L’agression israélienne a sans aucun
doute conduit à des dommages et des méfaits considérables. Et ce,
dans tous les domaines : économique, politique et social. Elle a
toutefois échoué à affecter notre unité nationale. Il y a eu de
nombreuses tentatives de division interne, mais qui étaient
toutes vouées à l’échec. Cela ne veut pas dire que le Liban est
exempt de tout différend politique ou social. Le Liban est un
Etat démocratique qui respecte la liberté d’expression. C’est un
espace interculurel, un lieu de coexistence de religions et
d’échanges politiques. Il est, par ailleurs, clair que nous nous
sommes toujours inscrits dans une volonté de dialogue et de
débats.

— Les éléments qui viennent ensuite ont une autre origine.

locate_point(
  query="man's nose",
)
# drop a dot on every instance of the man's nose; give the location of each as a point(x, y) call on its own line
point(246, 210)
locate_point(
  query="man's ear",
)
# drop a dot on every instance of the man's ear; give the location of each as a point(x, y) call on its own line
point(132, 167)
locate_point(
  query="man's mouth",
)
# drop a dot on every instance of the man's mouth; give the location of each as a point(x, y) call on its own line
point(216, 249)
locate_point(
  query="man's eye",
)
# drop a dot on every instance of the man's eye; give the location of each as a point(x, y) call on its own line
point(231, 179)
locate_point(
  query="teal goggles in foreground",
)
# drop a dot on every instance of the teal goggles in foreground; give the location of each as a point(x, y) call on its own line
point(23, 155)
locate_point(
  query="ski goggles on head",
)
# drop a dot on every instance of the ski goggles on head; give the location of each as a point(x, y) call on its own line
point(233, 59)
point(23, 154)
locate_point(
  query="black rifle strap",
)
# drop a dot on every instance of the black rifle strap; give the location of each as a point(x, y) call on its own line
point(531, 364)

Ceci est une preuve que le peuple libanais est conscient
de ses intérêts.
— Et qu’en est-il de la situation sécuritaire
?
— La situation est stable du point de vue
sécuritaire malgré la poursuite des polémiques et des débats
politiques. Nous prenons constamment soin de nous en tenir aux
canaux démocratiques, sans influer sur la sécurité du peuple
libanais. Ce n’est pas la première fois que le peuple libanais
passe par ce type de crises, pour en sortir finalement plus fort
qu’avant.
— Hassan Nasrallah, secrétaire général du
Hezbollah, a réclamé la formation d’un gouvernement d’union
nationale pour faire face à la situation post-offensive
israélienne. Que pensez-vous de cette proposition et quel serait
son impact sur la stabilité politique du Liban ?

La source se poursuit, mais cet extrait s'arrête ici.